Since May, RainMakers has served 14 clients and placed 20 people, Schissler says. It projects revenues of $250,000 this year and of $2.1-million in 2002.
"Entrepreneurs have to allow the marketplace to dictate back to them how their business is going to be structured," Schissler says. "Focus on capturing customers and revenue first."
Such market sensitivity is key for a new company's success, particularly in a downturn, says Irene Hurst, director of the Small Business Development Center at the University of South Florida. Companies today face a market full of hiring and spending freezes, meaning they must pay extra attention to their customers' buying patterns and attitudes.
"If you want to start a business at this point, you want to make sure you can minimize costs and go for the long term," Hurst says. "Go in and make sure you can survive for the next 24, 36 months."
Cost cutting is at the heart of Urbanpipe's recession-survival plan. The company, which installs fiber-optic networks in downtown business districts, was the brainchild of New York investment company Dolphin Communications Partners. Dolphin came up with the idea, then gave Balla and his executive team an undisclosed amount of seed capital in November 2000.
The money was designed to last through March, Balla says. But after recognizing recession was inevitable, the Urbanpipe team looked at ways to trim costs. Among them: flying Southwest Airlines instead of more luxurious _ and expensive _ carriers; booking flights on the Internet; scouring the market for below-retail deals, such as used furniture; leasing an executive suite rather than individual offices for each Urbanpipe partner; and putting off hiring. In fact, Urbanpipe hired its fourth employee just last month and has only now begun to staff an office in Baltimore, the first city targeted for its network.
The result: The seed money Urbanpipe received from Dolphin lasted through September, six months longer than anticipated.

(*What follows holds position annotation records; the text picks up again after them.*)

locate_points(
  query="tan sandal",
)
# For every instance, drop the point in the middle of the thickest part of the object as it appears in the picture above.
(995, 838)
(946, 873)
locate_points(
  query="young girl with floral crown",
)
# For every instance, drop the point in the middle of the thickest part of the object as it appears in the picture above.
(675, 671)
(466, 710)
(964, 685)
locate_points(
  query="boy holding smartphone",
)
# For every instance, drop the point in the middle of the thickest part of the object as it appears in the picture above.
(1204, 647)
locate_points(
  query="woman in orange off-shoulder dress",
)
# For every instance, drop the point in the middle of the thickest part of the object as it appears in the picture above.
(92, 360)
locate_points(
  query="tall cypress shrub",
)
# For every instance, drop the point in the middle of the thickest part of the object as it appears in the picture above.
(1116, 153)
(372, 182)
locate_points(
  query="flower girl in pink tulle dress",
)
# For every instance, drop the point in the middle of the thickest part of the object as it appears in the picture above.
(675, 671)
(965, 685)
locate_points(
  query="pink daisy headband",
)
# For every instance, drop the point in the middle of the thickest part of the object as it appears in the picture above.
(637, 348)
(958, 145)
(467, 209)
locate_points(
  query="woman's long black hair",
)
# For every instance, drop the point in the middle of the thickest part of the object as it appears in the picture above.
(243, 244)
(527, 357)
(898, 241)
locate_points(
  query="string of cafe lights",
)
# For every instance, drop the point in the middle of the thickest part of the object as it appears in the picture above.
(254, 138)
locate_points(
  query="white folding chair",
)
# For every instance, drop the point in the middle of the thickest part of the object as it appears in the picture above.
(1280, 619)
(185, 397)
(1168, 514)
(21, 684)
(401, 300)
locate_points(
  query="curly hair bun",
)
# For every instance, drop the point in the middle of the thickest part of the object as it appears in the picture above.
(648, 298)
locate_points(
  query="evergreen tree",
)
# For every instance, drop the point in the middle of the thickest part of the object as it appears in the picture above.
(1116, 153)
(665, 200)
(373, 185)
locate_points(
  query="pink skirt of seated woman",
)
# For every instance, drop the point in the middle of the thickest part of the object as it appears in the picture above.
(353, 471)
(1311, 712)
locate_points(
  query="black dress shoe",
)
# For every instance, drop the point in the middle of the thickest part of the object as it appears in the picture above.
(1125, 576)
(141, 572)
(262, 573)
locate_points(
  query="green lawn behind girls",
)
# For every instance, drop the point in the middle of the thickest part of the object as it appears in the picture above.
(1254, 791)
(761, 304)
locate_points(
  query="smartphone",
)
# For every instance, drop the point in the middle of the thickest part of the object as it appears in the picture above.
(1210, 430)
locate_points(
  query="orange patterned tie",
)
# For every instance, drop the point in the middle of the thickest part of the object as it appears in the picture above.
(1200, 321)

"It's fairly simple," Balla says. "It's a matter of being smart with your money."
Yet "smart" doesn't mean cheap. Scrimping doesn't work for everything, Balla says. Urbanpipe, for instance, bought its network equipment from top manufacturer Cisco Systems.

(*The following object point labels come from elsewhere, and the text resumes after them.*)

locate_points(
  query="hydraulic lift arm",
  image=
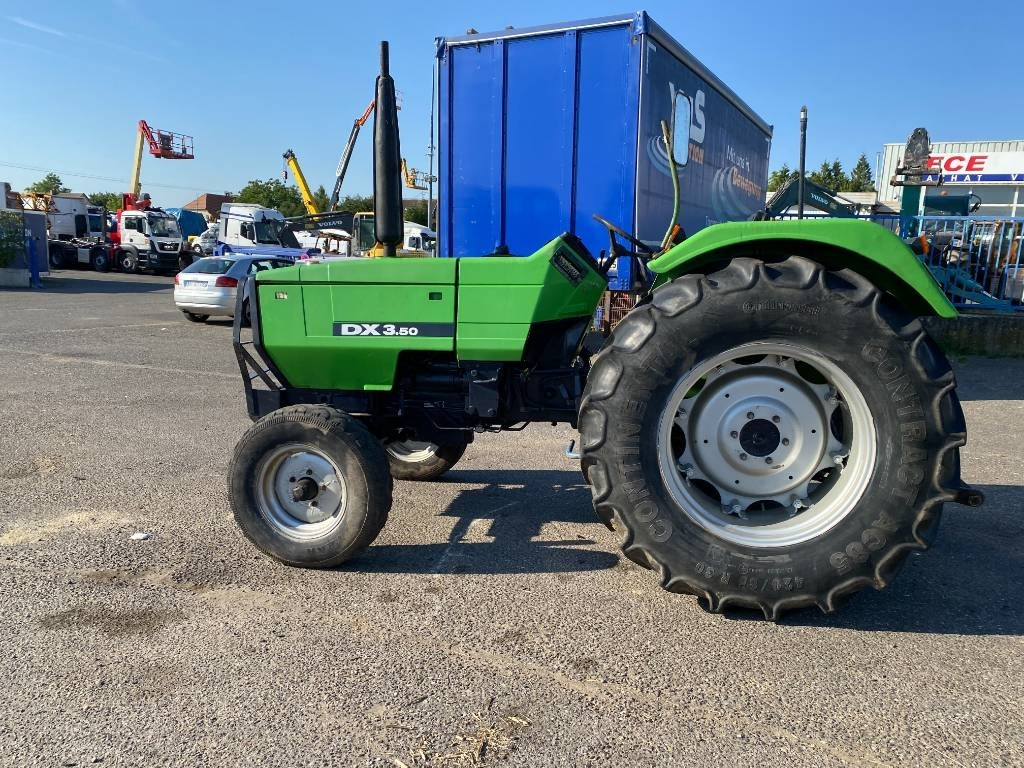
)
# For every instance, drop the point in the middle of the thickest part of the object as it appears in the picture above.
(300, 179)
(347, 154)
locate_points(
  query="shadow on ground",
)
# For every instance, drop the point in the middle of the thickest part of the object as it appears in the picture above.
(66, 283)
(971, 582)
(510, 509)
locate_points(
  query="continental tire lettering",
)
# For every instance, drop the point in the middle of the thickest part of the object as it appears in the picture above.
(910, 476)
(889, 369)
(635, 408)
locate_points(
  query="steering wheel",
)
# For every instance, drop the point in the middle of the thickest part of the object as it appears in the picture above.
(614, 229)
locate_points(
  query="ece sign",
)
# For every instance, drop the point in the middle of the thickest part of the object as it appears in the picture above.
(999, 167)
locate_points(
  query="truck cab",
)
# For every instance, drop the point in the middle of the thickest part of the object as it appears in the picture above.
(148, 240)
(417, 240)
(251, 228)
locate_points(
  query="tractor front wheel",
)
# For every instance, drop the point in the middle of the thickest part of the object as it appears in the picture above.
(414, 460)
(309, 485)
(772, 435)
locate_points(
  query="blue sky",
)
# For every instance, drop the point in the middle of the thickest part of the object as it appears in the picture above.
(250, 80)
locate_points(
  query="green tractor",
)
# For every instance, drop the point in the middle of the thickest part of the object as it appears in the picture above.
(770, 427)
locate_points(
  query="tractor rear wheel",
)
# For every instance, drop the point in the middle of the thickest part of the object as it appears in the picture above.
(413, 460)
(772, 435)
(309, 485)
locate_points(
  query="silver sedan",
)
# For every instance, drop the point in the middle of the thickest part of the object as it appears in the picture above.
(208, 287)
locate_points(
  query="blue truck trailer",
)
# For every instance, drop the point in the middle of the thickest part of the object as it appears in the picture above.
(542, 127)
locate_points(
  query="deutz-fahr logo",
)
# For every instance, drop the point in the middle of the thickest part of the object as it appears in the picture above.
(393, 329)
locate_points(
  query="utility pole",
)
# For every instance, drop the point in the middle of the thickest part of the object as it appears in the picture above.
(803, 162)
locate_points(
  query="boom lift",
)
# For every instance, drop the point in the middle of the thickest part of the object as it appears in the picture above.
(148, 238)
(166, 144)
(292, 163)
(346, 156)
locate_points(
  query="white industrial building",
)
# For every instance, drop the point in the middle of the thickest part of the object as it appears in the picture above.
(992, 170)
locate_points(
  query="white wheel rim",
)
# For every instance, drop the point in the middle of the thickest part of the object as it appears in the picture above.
(768, 444)
(278, 474)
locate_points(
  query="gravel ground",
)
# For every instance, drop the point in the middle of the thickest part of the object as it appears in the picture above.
(492, 623)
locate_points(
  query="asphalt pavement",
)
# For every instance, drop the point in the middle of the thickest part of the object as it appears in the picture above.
(493, 623)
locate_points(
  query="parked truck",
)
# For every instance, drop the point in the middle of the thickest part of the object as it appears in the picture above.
(252, 228)
(417, 240)
(77, 232)
(147, 238)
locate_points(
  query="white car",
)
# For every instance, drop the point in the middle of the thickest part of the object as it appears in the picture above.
(209, 286)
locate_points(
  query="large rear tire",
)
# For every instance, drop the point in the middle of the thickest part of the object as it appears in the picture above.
(412, 460)
(772, 436)
(309, 485)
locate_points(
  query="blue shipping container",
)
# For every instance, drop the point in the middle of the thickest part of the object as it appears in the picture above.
(540, 128)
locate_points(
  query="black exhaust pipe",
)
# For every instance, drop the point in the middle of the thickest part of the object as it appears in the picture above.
(388, 214)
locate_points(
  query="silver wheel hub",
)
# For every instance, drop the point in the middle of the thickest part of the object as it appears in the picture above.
(300, 491)
(767, 444)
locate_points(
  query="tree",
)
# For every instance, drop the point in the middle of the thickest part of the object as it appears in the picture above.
(829, 175)
(110, 201)
(778, 177)
(272, 194)
(48, 184)
(321, 199)
(860, 177)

"We don't want customers to think we're a scary little startup that could go belly-up any day," he says. But "we understood the economies of the industry and what was happening."
There's no denying the pressure that an economic downturn puts on any company, especially a young one. Those who deny it, Balla says, "are either smoking crack or are very naive and going to go out of business."

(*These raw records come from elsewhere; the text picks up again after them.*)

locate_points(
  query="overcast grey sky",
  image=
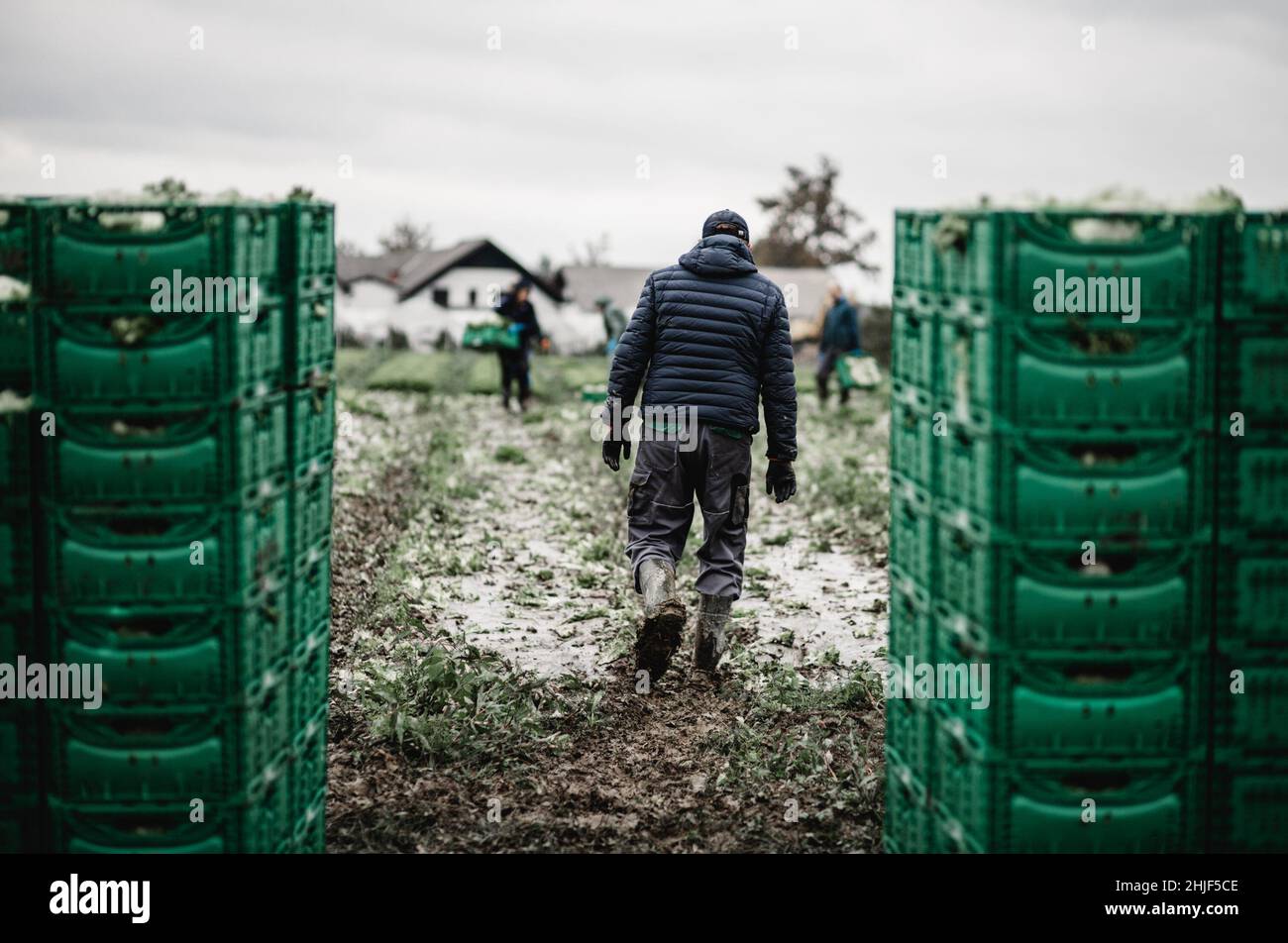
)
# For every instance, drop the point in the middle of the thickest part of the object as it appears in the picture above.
(537, 144)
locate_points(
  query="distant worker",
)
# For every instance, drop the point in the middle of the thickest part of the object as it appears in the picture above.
(614, 321)
(840, 337)
(515, 308)
(709, 344)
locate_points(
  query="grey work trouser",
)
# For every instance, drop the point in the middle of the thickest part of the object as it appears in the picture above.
(660, 510)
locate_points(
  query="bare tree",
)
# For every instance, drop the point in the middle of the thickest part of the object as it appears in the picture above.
(810, 226)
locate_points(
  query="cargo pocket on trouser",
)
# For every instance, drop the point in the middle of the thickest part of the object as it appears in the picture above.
(741, 504)
(639, 497)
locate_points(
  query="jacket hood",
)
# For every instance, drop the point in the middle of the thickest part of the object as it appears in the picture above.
(719, 256)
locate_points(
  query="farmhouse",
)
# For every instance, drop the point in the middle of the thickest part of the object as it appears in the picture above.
(428, 296)
(804, 290)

But there is an upside. "There's always room for a good idea and a good product," says Liana O'Drobinak, president of Acclaris LLC in Tampa. The company, a business service provider specializing in back-office transaction processing, opened in March.
Many local entrepreneurs are weathering the downturn by sticking to what they know best.
Tony Linguanti Jr. and Jim Bassil formed Taylor White, a St. Petersburg executive recruiting company, in May. The company specializes in recruiting accounting and financial professionals and will not stray from that niche.
"That's our background," says Bassil, who has worked for national accounting and headhunting companies. "We don't do (information technology)."
Chief among Taylor White's business strategies are emphasizing client service and, perhaps most important, developing referral networks. "Now's the time you've got to work harder," Bassil says. "You can't sit back and wait."
It's a strategy echoed by Schissler of Rainmakers. He's making cold calls, networking and lining up speaking engagements."Anything you can do to make yourself more visible, do it," he says.
"Economies in recession are times when entrepreneurs can make their mark," Schissler adds, "and drive the economy."